I was working abound it by doing custom OPENOCD script (which suspended polling ...) Good debuggers should consider 'bad core' (or always running ...) core as acceptable state. Unfortunately GDB only knows two "running/stopped" states (as it was designed to debug high-level applications in Linux). Changing it can be very painful and very costly.

Spegs21 commented 2 years ago

Having the same issue on a custom RocketChip. I've tried overriding jtag_init with customized TRST and SRST logic per the OpenOCD documentation but it doesn't seem to help much. It is also more prevalent at higher clock speeds. 150 MHz works somewhat reliably but 300 MHz never works.

sifiverobert commented 2 years ago

@Spegs21 - what clock are you talking about? Core clock or JTAG clock? JTAG front-end clock (TCK) is usually de-coupled from core clocks. When core runs fast, actions from JTAG have less time to act. There is a parameter to control delay in Run-Test/IDLE state. In general if halt-in-reset is implemented you should be always able to 'catch' the core. BTW: Try to NOT use nTRST (to make things simpler). JTAG state machine reset by 5+ TCK cycle (with TMS=high) is enough.

Spegs21 commented 2 years ago

@sifiverobert I'm talking about core clock in this case. We provide it externally. I've got it set up as a fixed clock in the DTS. We are providing a separate TCK at 1000 kHz.

I figured it had something to do with catching it, I just haven't had much luck figuring it out. For the Run-Test/IDLE state parameter and halt-in-reset function, are these OpenOCD options or dmcontrol options?

jimaandro commented 1 year ago

I had the same problem. The problem was created after rebooting the server hosting openocd and having the fpga connected to it. The server was running openocd when I rebooted and was writing a Linux Image on my CVA6 design. But I had previously released the CVA6 core from reset, so it was executing some baremetal code that I had previously write on memory. The openocd got stuck on writing the image, because HBM was busy. So I thought that rebooting my machine would fix the problem. And then I got the error you are talking about.

The solution was to connect my Debug module reset to an AXI to GPIO pin which was connected to a JTAG-to-AXI IP. Then I reset the Debug module and error was gone. So the connection was: JTAG-toAXI -> AXI-to-GPIO -> reset pin of Debug Module (and then with Tcl commands from Hardware manager of Vivado you can reset the Debug module)

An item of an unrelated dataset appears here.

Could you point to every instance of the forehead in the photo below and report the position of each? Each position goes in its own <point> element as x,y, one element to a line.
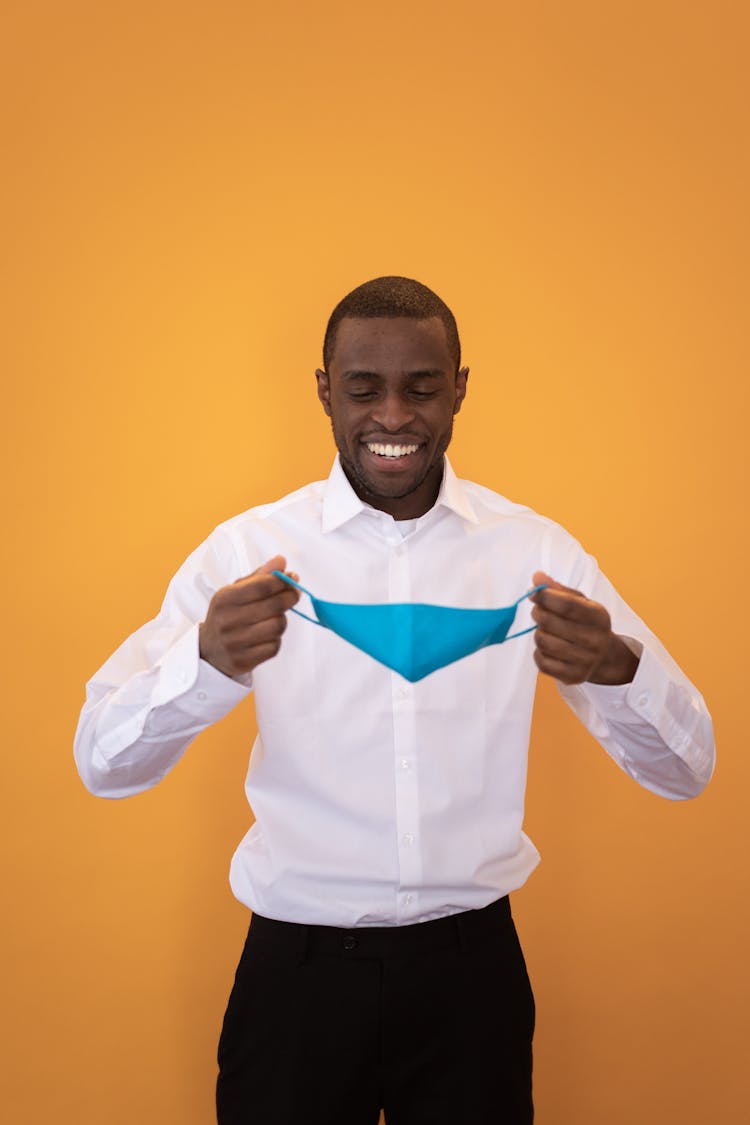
<point>397,343</point>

I noticed that reprogramming the fpga and rebooting the server and reinstalling the OpenOCD didn't work.

aap-sc commented 5 months ago

@mwachs5 it's been a while since this issue was filed. However, I want't to notice that current OpenOCD version does not abort when we are unable to halt the hart. In fact it is even possible to reset the hart in some cases. I assume that the issue is fixed.

@mwachs5 do you still have the capability to double-check if this is the case in your environment?